Drosophila have been used to model infection by the Sindbis virus, a mosquito-spread arthritogenic alphavirus that can also cause disease in humans. Sindbis virus is often studied as a prototypical alphavirus, a group which also includes chikungunya virus and several equine encephalitis viruses.
In Drosophila, blocking phagocytosis, or ablating hemocytes before infection with Sindbis virus does not affect survival or viral load, which is unusual as phagocytosis is a core mechanism of the fly innate immune system. Similarly, blocking autophagy by knocking down Atg7 also has little effect.
A screen for RNA processing factors that inhibit RNA viruses found that knocking down two cofactors of RNA exosomal degradation complexes, Mtr4 and Zcchc7, significantly increase the rate of infection by Sindbis virus, vesicular stomatitis virus, and Rift Valley fever virus. Mtr4 has a high-scoring ortholog in humans, Mtr4, and Zcchc7 has a low-scoring ortholog, Zcchc7.
[updated June 2019 by FlyBase; FBrf0222196]

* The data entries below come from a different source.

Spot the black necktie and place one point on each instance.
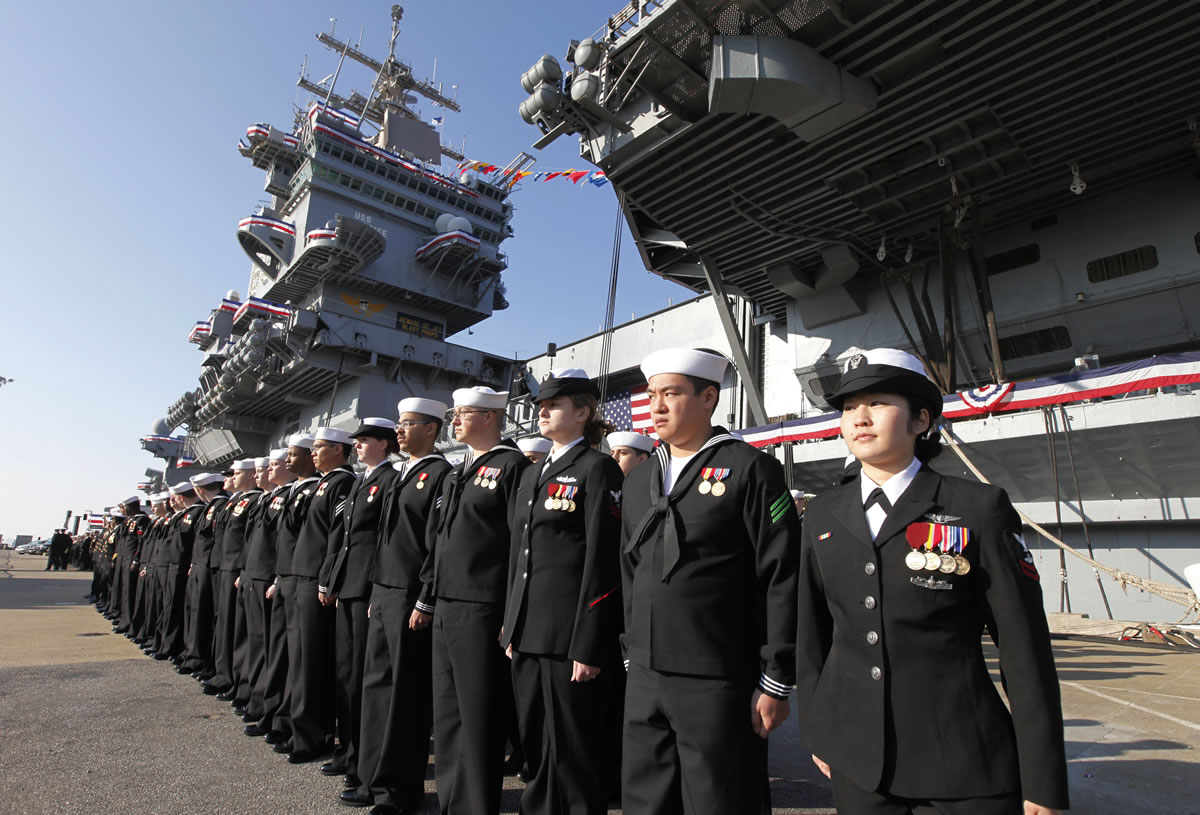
(877, 497)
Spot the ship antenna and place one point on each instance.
(330, 94)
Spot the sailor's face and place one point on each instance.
(677, 411)
(628, 457)
(879, 427)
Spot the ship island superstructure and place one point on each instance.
(366, 258)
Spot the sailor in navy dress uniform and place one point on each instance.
(267, 625)
(901, 570)
(629, 449)
(562, 618)
(397, 694)
(472, 685)
(708, 582)
(311, 664)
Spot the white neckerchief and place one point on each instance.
(892, 489)
(558, 453)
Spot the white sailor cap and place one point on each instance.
(334, 435)
(534, 444)
(480, 396)
(688, 361)
(300, 441)
(426, 407)
(628, 439)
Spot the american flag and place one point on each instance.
(628, 409)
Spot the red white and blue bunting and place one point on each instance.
(1113, 381)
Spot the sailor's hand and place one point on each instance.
(767, 712)
(822, 766)
(1038, 809)
(581, 672)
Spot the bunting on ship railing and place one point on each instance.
(1163, 371)
(510, 178)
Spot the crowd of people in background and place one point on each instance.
(621, 628)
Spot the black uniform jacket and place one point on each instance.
(261, 533)
(179, 547)
(564, 571)
(347, 571)
(162, 551)
(893, 689)
(405, 555)
(132, 534)
(233, 537)
(207, 532)
(291, 521)
(323, 523)
(727, 606)
(471, 526)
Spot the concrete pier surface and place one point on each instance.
(89, 724)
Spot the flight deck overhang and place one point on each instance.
(905, 107)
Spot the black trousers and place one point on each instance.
(472, 695)
(130, 587)
(199, 617)
(689, 747)
(243, 682)
(349, 649)
(276, 705)
(311, 667)
(397, 701)
(852, 799)
(173, 611)
(226, 601)
(564, 736)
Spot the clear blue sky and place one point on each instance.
(123, 189)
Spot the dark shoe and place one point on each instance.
(355, 798)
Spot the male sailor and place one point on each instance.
(708, 581)
(472, 685)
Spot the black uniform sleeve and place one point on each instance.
(336, 498)
(814, 622)
(1018, 624)
(597, 613)
(773, 525)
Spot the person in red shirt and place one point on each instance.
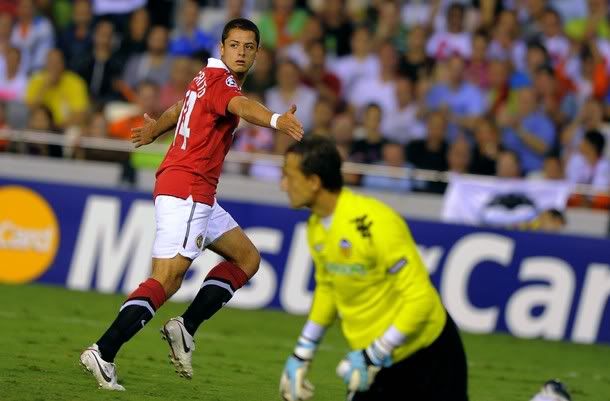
(188, 217)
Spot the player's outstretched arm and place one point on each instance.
(152, 129)
(255, 113)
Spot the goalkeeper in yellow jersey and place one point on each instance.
(369, 275)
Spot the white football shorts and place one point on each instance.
(185, 227)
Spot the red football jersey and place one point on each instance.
(202, 138)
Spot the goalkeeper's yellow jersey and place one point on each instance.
(369, 273)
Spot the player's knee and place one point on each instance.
(169, 276)
(250, 261)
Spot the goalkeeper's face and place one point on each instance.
(301, 189)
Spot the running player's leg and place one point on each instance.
(175, 219)
(241, 262)
(224, 237)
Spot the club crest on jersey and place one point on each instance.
(346, 247)
(231, 82)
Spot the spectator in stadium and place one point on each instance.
(76, 40)
(298, 51)
(552, 169)
(289, 90)
(527, 130)
(508, 164)
(41, 120)
(343, 135)
(282, 25)
(232, 9)
(589, 166)
(595, 24)
(407, 343)
(146, 102)
(556, 99)
(361, 63)
(97, 127)
(323, 114)
(369, 148)
(486, 147)
(6, 29)
(262, 77)
(430, 153)
(555, 42)
(458, 156)
(462, 102)
(188, 38)
(33, 35)
(393, 155)
(13, 80)
(415, 63)
(404, 125)
(498, 92)
(154, 64)
(61, 91)
(99, 66)
(477, 69)
(380, 89)
(388, 27)
(455, 41)
(531, 18)
(179, 79)
(506, 43)
(591, 79)
(590, 117)
(337, 28)
(318, 77)
(536, 56)
(134, 40)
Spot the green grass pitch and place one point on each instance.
(240, 355)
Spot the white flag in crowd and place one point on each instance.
(493, 201)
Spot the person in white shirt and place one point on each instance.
(454, 41)
(13, 80)
(556, 44)
(33, 35)
(289, 90)
(403, 125)
(589, 166)
(380, 89)
(359, 65)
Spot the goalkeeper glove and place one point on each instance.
(359, 368)
(293, 384)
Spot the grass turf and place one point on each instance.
(240, 355)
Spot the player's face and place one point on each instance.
(300, 188)
(238, 51)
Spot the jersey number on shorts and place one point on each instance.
(185, 116)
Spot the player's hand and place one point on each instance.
(289, 124)
(359, 368)
(293, 384)
(143, 135)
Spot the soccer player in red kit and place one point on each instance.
(188, 217)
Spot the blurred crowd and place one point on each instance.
(513, 88)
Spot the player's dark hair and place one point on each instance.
(597, 140)
(319, 156)
(243, 24)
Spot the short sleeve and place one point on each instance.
(225, 88)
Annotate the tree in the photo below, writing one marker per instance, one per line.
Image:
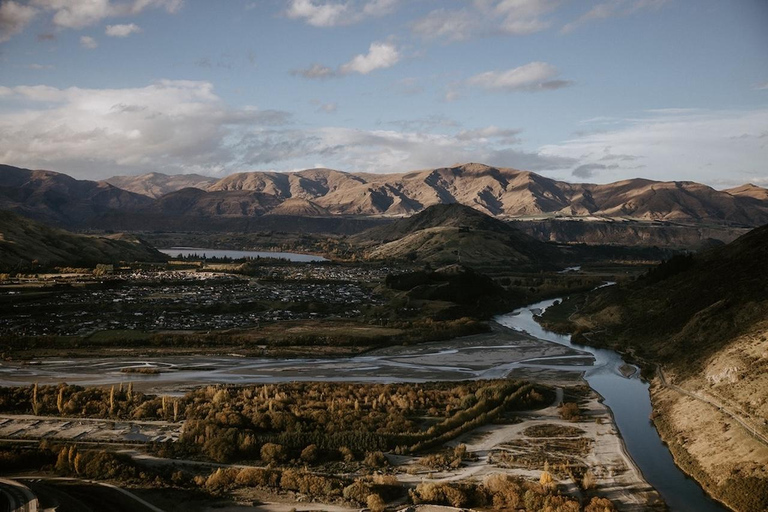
(375, 503)
(272, 452)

Alphaviruses cause primarily two types of disease: encephalitis and polyarthritis. The virulence of SINV is due to the induction of apoptosis in neurons. Two genes that influence apoptosis, Bcl-2 and Bax, have been studied in relation to neurovirulence. An avirulent strain of SINV did not induce apoptosis in cultured cells expressing Bcl-2, whereas a neurovirulent strain did. (Atkins and Sheahan 2016 and references therein, pubmed:27028153.) The defining feature of most alphaviral arthritides is chronic, episodic, often debilitating joint pain (polyarthralgia and/or polyarthritis), which is often associated with fatigue. Although most patients progressively recover within several weeks, in some the disease can last for months. Chronic alphaviral rheumatic disease probably arises from inflammatory responses stimulated by the virus persisting in joint tissues, despite robust antiviral immune responses. (Suhrbier et al. 2012, pubmed:22565316.)

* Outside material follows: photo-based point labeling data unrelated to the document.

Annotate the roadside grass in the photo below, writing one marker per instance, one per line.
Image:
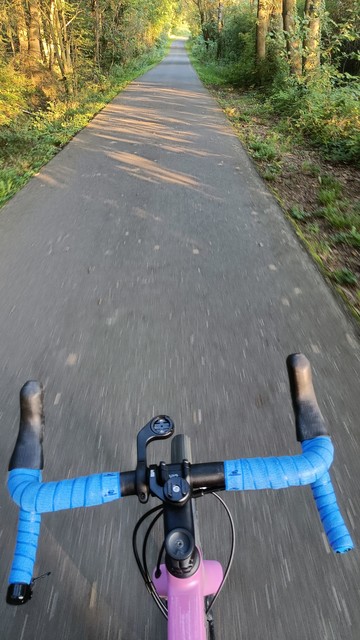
(33, 138)
(319, 197)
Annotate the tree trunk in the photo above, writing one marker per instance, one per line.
(312, 35)
(97, 30)
(293, 43)
(277, 25)
(34, 35)
(263, 20)
(21, 29)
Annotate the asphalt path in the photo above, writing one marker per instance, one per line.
(148, 269)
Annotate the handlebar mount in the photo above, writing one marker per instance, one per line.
(173, 484)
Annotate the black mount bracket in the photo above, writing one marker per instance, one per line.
(159, 428)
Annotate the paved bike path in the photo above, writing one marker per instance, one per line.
(148, 269)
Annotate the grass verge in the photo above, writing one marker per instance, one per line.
(320, 198)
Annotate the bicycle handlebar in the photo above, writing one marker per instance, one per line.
(35, 497)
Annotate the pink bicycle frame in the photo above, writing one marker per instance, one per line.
(185, 597)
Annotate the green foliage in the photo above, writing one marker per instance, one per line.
(325, 112)
(298, 213)
(264, 150)
(29, 141)
(15, 91)
(344, 276)
(351, 238)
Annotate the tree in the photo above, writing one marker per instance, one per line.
(312, 35)
(292, 36)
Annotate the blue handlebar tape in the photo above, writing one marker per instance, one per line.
(26, 546)
(35, 497)
(311, 467)
(330, 516)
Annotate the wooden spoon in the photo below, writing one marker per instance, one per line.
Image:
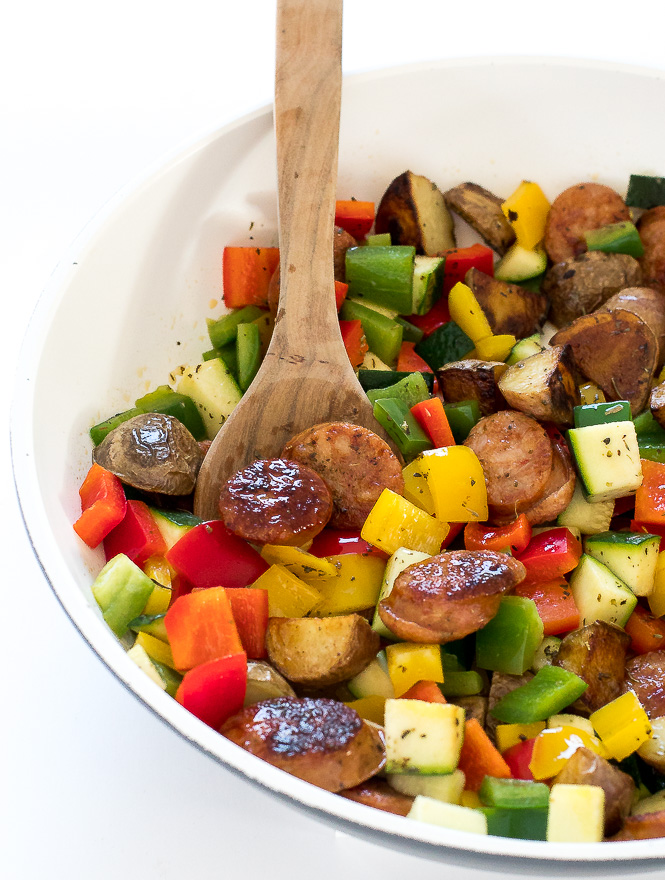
(306, 376)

Phylogenetic analyses and older serological cross-reactivity studies suggest two major clusters for alphaviruses ('Old World' and 'New World' alphaviruses according to the geographical placement of the majority of the viruses within the groups), and four subgroups (Semliki Forest virus, Venezuelan Equine Encephalitis virus, Eastern Equine Encephalitis virus and Western Equine Encephalitis virus complex). SINV belongs to the Western Equine Encephalitis virus complex and is the only representative of this group outside of Americas. Notably, WEEV has been evolved as a product of an ancient recombination event between SINV-like (envelope) proteins and EEEV-like (non-structural proteins) viruses. (Adouchief et al. 2016 and reference therein, pubmed:26990827.)

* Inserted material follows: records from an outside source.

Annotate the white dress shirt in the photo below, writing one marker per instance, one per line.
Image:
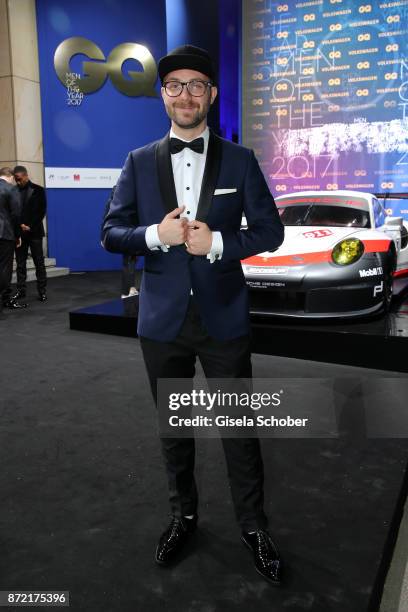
(188, 171)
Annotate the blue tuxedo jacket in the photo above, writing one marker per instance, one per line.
(146, 192)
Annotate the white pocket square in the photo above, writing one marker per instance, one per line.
(224, 191)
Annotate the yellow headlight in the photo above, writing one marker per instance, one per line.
(347, 251)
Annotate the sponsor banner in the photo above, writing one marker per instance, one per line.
(81, 178)
(325, 94)
(283, 408)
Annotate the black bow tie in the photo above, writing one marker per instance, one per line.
(177, 145)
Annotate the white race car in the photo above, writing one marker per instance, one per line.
(340, 257)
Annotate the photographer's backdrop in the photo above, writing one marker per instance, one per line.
(324, 98)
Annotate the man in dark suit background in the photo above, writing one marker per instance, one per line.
(179, 202)
(10, 219)
(32, 233)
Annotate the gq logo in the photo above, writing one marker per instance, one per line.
(96, 72)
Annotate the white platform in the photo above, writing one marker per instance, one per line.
(52, 269)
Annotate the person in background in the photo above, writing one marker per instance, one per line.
(32, 233)
(10, 218)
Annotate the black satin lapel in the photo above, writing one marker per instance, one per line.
(210, 178)
(165, 173)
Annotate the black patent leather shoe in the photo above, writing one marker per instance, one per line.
(174, 538)
(18, 295)
(267, 560)
(14, 305)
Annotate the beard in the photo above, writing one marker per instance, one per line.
(190, 121)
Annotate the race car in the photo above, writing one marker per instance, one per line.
(340, 257)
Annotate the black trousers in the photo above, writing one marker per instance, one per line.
(36, 247)
(219, 359)
(6, 269)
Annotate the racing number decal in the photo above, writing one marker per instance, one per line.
(378, 289)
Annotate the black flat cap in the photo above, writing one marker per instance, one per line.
(187, 56)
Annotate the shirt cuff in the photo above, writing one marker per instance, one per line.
(152, 239)
(217, 247)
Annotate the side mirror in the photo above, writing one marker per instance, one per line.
(393, 222)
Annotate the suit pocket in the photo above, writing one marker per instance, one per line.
(150, 271)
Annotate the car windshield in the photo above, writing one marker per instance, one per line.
(320, 214)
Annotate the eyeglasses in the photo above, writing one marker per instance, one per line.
(195, 88)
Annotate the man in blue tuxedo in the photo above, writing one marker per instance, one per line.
(179, 202)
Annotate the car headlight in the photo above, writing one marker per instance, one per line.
(347, 251)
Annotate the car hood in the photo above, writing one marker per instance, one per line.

SINV is a spherical (T=4) virus of 70 nm in diameter. It enters target cells in a receptor mediated manner in clathrin coated vesicles. Translation and assembly of nucleocapsid occur free in the cytosol, while replication of RNA requires specific membranous replication complexes. Virion assembly is completed at the plasma membrane where a lipid membrane and the glycoprotein complexes are acquired. (Adouchief et al. 2016 and reference therein, pubmed:26990827.)